There are of course many other specifics about the process of getting these stats processed and moved into our system.  I hope this post was helpful for explaining the kinds of things that we do and doing count when calculating uses.

 

What is a use?

One of the metrics that we use for the various digital library systems that we run at work is the idea of an item “use”.

This post will hopefully explain a bit more about how a use is calculated and presented.

The different digital library systems that we operate (The Portal to Texas History, the UNT Digital Library, and the Gateway to Oklahoma History) make use of Google Analytics to log and report on access to these systems.  Below is a screenshot of the Google Analytics data for the last month related to The Portal to Texas History.
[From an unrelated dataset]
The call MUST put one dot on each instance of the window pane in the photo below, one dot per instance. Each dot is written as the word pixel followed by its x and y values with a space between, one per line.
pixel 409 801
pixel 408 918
Google Analytics Screenshot

Google Analytics Screenshot for The Portal to Texas History

From Google Analytics we are able to get a rough idea of the number of users, sessions, and pageviews as well as a whole host of information that is important for running a large website like a digital library.

There are a number of features of Google Analytics that we can take advantage of that allow us to understand how users are interacting with our systems and interfaces.
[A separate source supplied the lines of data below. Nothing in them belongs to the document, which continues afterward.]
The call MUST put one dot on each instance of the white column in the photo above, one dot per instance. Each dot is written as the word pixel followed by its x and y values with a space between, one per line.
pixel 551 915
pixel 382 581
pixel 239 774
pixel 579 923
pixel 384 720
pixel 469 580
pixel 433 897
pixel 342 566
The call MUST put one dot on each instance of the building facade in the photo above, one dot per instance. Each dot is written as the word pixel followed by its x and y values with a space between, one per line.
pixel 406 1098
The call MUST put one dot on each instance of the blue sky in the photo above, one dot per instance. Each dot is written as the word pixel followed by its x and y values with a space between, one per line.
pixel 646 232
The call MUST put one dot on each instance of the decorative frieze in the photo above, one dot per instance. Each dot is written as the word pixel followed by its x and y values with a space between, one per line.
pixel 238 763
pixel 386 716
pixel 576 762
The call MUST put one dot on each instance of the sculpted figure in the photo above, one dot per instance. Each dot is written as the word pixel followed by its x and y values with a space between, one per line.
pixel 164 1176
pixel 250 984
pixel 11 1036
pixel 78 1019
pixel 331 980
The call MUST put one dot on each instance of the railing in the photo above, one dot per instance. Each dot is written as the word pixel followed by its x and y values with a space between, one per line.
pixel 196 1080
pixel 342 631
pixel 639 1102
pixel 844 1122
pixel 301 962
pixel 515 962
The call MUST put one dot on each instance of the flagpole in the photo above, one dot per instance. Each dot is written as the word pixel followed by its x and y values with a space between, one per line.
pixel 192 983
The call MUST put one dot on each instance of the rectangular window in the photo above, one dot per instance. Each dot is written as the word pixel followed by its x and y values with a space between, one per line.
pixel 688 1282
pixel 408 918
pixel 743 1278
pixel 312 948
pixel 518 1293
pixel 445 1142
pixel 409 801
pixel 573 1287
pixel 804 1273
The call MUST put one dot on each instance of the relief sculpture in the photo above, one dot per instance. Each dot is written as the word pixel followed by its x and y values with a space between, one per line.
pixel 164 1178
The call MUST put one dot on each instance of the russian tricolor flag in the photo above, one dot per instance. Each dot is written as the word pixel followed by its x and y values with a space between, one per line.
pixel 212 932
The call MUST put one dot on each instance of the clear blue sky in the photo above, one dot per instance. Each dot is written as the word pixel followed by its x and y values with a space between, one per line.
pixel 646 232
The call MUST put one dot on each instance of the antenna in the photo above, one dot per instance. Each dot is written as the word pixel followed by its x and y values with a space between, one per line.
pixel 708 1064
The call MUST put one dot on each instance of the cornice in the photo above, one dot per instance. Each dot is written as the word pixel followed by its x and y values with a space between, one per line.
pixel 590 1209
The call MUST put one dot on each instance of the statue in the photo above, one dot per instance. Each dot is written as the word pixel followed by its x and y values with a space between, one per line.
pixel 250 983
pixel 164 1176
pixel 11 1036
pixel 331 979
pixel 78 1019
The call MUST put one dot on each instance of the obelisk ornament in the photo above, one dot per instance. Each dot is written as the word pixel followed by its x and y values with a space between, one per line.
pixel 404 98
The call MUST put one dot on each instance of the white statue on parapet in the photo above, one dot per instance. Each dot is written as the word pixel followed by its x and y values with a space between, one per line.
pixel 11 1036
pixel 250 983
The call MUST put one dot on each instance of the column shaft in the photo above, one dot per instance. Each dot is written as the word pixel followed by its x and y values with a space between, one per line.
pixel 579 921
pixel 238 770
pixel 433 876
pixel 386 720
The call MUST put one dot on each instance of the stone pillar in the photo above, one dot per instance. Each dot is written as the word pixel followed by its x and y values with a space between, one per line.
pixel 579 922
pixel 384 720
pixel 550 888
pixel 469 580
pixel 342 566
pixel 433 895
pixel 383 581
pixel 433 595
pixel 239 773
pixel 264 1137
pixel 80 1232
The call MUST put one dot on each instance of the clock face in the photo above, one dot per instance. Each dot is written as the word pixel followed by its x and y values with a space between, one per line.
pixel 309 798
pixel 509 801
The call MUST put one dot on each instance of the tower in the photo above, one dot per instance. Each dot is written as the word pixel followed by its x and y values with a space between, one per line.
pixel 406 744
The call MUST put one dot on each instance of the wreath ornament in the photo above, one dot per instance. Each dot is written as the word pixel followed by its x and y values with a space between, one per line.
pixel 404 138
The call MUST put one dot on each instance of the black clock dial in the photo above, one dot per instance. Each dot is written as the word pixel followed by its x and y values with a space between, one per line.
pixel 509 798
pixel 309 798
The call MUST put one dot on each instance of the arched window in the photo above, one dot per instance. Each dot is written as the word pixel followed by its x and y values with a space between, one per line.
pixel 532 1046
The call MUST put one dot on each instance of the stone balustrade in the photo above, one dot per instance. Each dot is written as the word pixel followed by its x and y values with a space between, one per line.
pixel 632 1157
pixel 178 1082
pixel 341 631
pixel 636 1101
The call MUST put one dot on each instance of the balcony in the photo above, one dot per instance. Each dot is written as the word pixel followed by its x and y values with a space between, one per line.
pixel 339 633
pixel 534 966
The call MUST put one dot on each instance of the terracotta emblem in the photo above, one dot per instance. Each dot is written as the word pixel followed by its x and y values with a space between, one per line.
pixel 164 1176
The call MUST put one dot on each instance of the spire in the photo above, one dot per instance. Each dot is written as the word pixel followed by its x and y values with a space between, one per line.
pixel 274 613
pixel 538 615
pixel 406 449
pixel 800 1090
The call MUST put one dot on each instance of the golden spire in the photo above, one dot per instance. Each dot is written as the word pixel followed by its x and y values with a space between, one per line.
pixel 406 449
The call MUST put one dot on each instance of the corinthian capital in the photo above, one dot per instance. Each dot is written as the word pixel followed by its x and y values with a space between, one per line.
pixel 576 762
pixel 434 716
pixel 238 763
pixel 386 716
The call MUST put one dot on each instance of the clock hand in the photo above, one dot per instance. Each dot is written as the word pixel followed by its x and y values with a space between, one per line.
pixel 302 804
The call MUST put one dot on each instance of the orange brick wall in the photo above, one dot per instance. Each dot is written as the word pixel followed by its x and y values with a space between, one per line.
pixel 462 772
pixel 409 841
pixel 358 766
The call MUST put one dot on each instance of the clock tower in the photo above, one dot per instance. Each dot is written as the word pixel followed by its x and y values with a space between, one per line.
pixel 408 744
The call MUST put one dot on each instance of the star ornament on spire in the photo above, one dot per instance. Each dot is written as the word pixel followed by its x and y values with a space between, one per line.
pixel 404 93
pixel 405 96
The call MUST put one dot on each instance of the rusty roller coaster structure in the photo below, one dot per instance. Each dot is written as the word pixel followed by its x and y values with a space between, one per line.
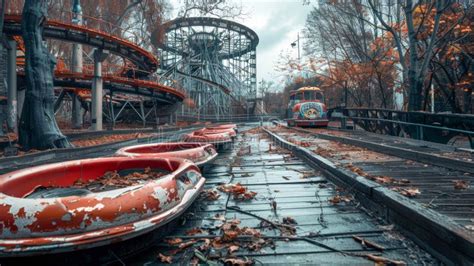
pixel 215 60
pixel 131 86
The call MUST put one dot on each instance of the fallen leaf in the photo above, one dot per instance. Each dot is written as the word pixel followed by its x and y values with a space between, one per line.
pixel 173 241
pixel 289 220
pixel 239 262
pixel 187 244
pixel 233 248
pixel 368 243
pixel 211 194
pixel 274 205
pixel 461 184
pixel 385 261
pixel 206 245
pixel 165 259
pixel 194 231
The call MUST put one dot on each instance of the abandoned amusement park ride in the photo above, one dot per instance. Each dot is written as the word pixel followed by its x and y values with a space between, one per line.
pixel 173 159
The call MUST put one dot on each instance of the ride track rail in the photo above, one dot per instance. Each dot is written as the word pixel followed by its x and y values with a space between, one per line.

One of the challenges we have with this kind of analytics is the fact that it collects information when triggered by Javascript on the page.  This can happen when the page is loaded or when something is clicked on the page.  The reason that this is sometimes not enough for our reporting is the fact that much of the content in our various digital libraries is linked to directly by outside resources,  either embedded in discussion forums or by directing users directly to the PDF representation of the item.

A few years ago we decided to start accounting for this kind of usage of our systems in addition to the data that Google Analytics provides.  In order to do this we developed a set of scripts that we run each night that work on the previous days worth of log files on the application servers that serve our digital library content.  These log files are aggregated to a single place,  parsed, and then filtered to leave us with the information we are interested in for the day.  This resulting data are the unique uses that an item has had from a given IP address during a 30 minute window.  This allows us to report on uses of theses and dissertations that may be linked to directly from a Google search result,  or possibly an image that was embedded in another sites blog post that pertains to one of our digital libraries.
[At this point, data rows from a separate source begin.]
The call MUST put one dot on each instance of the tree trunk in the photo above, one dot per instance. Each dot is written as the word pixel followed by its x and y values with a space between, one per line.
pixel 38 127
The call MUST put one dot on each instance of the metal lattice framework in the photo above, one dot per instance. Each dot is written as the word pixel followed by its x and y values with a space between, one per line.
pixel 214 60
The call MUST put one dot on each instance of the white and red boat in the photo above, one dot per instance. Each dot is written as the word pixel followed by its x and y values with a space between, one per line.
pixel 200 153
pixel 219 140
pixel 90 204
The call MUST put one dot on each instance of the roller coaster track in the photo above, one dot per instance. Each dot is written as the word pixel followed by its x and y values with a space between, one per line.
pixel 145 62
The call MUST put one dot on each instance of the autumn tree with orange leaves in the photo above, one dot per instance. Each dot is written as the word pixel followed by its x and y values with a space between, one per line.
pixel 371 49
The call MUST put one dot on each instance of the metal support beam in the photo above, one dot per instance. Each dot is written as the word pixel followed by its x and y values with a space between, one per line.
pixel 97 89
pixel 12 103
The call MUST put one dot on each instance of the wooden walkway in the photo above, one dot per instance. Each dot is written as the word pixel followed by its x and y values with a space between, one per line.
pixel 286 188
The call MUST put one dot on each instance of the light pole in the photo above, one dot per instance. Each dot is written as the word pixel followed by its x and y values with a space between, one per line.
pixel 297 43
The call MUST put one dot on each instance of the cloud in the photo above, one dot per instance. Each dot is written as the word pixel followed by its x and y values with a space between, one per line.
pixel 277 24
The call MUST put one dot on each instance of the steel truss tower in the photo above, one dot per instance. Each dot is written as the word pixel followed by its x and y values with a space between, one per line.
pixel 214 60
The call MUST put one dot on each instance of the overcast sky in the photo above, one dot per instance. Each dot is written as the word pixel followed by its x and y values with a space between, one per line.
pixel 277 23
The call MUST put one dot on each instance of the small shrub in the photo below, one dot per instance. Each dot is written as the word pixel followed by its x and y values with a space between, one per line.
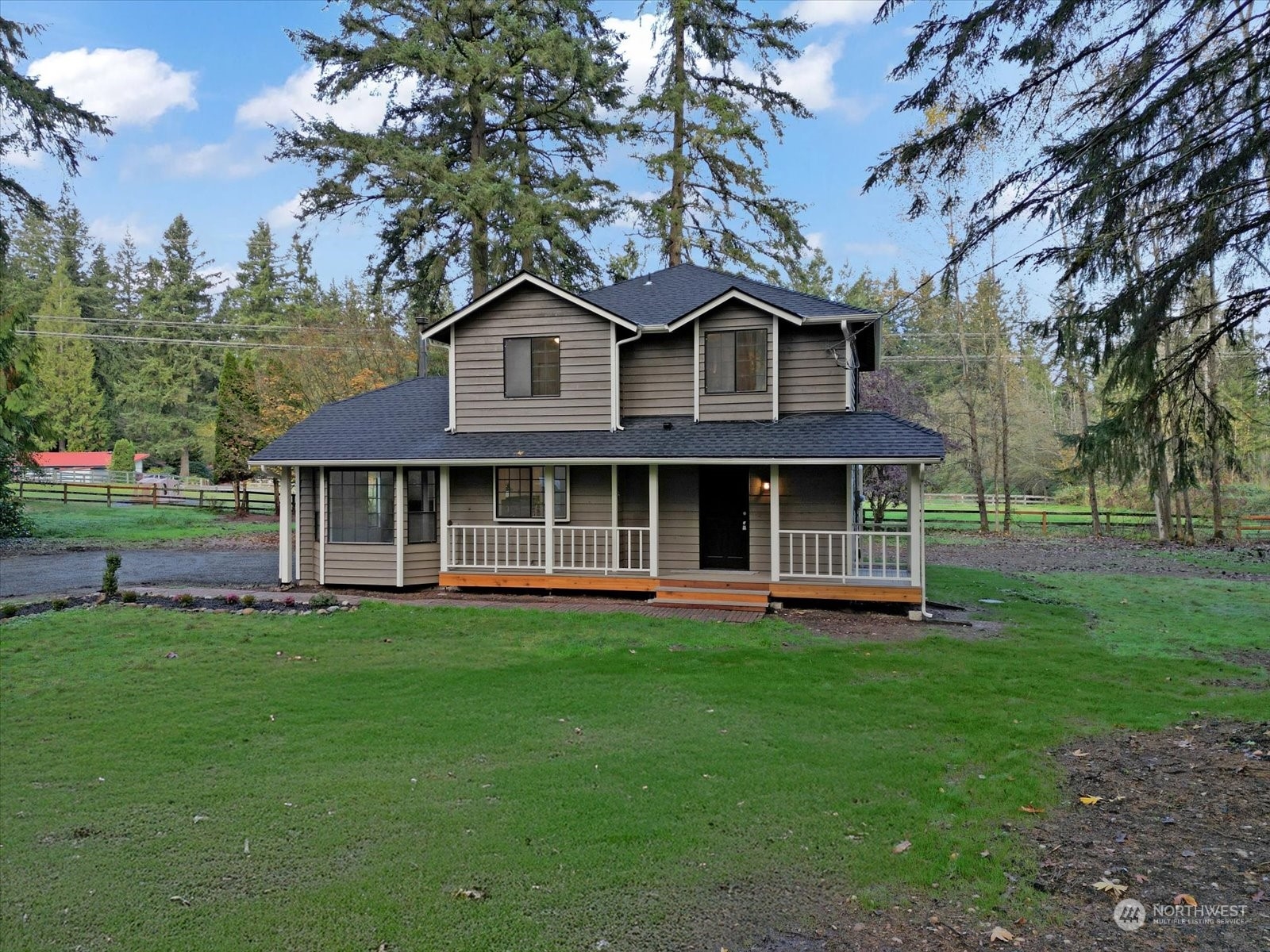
pixel 111 577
Once we have the data for a given object we are able to aggregate that usage information to the collection and partner level for which the item belongs.  This allows us to show information about usage at the collection or partner level.  Finally the item use information is aggregated at the system level so that you can see the information for The Portal to Texas History, UNT Digital Library, or The Gateway to Oklahoma History in one place.

Item page in the UNT Digital Library

Item page in the UNT Digital Library

The above image shows how an end user can see the usage data for an item on the items about page.  This shows up in the “Usage” section which displays total usage, uses in the last 30 days, and then uses yesterday.

Usage Statistics for item in the UNT Digital Library

Usage Statistics for item in the UNT Digital Library

If a user clicks on the stats tab they are taken to the items stats page.  They can see the most recent 30 days or select from a month or year in the table below the graph.

Referral data for item in the UNT Digital Library

Referral data for item in the UNT Digital Library

A user can view the referral traffic for a selected month or year by clicking on the referral tab.

Collection Statistics for the UNT Scholarly Works Repository in the UNT Digital Library

Collection Statistics for the UNT Scholarly Works Repository in the UNT Digital Library

Each item use is also aggregated to the collection and partner level.

System statistics for the UNT Digital Library

System statistics for the UNT Digital Library

And finally a user is able to view statistics for the entire system.  At this time we have usage data for the systems going back to 2009 when we switched over to our current architecture.

I will probably write another post detailing the specifics of what we do and don’t count when we are calculating a “use”.  So more later.